But Marcos continued laughing, so much so that the soldier who was on guard, without knowing the reason, started laughing too, infected by it. And when he got in his car and started driving along the waterfront toward his house and remembered that the colonel had called him a
Bolshevik
even though he hadn't been a communist for years, because he'd become a socialist, he told himself that, for a security agent, he seemed very poorly informed, and this detail redoubled his laughter, though he didn't know, ultimately, if his laughter was humorous or nervous.

Now it was José Carlos's turn. He'd also lived through an experience that was at once hilarious and agonizing. Like many other members of the university, students, staff, professors, he'd received several threats over the telephone, and at first he hadn't taken them seriously, until someone told him that some army commandos were looking for him, and that he would be kidnapped, and he was forced to leave the city and go to Buenos Aires, where it would be easier than in Rosario for him to go unnoticed. A friend loaned him an apartment in an isolated neighborhood, and to avoid being recognized he decided to change his appearance: he shaved his beard, dyed his hair blonde, and changed his hairstyle. He also dressed differently, less formally, more in keeping with the current fashion, but in a subdued way so as to not call too much attention to
himself. When José Carlos says that he dyed his hair blonde, there's laughter among the listeners, and Gabriela grabs his arm, smiling tenderly, and rests her head on his shoulder. It's clear that she's heard the story many times before, but his past troubles, though she enjoys hearing about them, knowing the ending already, also move her because of the real danger he faced during those dark times. Almost immediately she releases José Carlos's arm and sits back up in her seat. And José Carlos continues: during a February siesta, when the heat was unbearable, because he was drowning in his friend's apartment, he decided to sit a while under the trees of a nearby plaza, where it would be cooler. Though he never went out, while he was in Rosario, without a suit and tie, he put on a sleeveless shirt, what people call a
muscle shirt
, board shorts, and sandals, and picked up a leather satchel and went out into the street. He thought that the long, curly blonde hair, his summer tan, and his lack of a beard would make him impossible to recognize, but as he was walking into the plaza, which was practically deserted at that hour, he saw a man sitting on a bench near the corner, watching him openly, but hesitant, unsure if he knew him or not. When he was approaching the bench, José Carlos recognized him immediately: it was a staff member of the department in Rosario, who hadn't seemed very trustworthy to him, and who must have been passing through Buenos Aires. He tried to act nonchalant as he passed him, but feeling the other man scrutinizing him, trying to decide if it was or wasn't the assistant professor of economics whom he saw every day at school. Rather than sitting on a bench as he'd imagined he would, José Carlos continued across the plaza at a diagonal, but before disappearing down an adjacent street he turned around visibly and saw that the man had stood up alongside the bench and continued to watch him, intrigued.
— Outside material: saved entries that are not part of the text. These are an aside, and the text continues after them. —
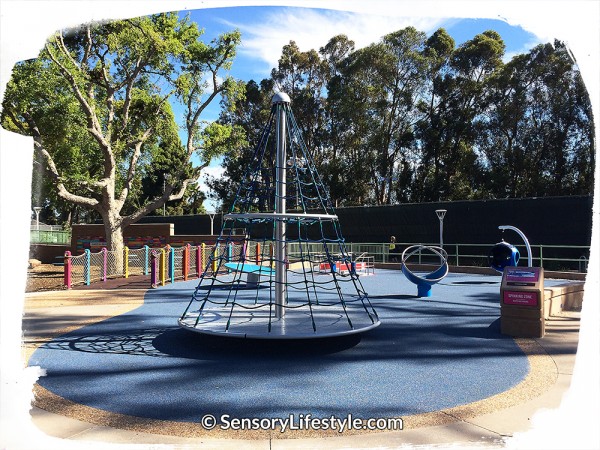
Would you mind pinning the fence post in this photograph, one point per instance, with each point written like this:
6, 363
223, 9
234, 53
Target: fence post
67, 265
126, 261
104, 263
87, 267
215, 255
153, 271
457, 255
186, 262
199, 259
170, 263
162, 267
146, 254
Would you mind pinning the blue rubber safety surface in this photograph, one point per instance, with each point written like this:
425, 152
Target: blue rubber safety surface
428, 354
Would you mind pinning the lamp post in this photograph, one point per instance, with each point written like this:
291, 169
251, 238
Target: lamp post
212, 220
441, 213
36, 210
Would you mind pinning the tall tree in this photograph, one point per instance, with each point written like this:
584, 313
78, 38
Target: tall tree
537, 138
115, 82
383, 82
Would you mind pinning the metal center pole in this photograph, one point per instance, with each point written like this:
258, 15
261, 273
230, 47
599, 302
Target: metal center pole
280, 207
He felt finished. For a while he went outside as little as possible, and, of course, he never went back to that plaza again. A few
months later, thanks to the intervention of the Italian embassy, which had given him and many other descendants of Italians dual citizenship, he was able to travel and he moved to Milan. One day, a colleague from Rosario came to visit him and he told him the story. But the colleague, laughing, told José Carlos that he already knew it, because the staff member at the department had told everyone that one day, completely by accident, during a vacation in Buenos Aires, he'd found out that José Carlos was a homosexual.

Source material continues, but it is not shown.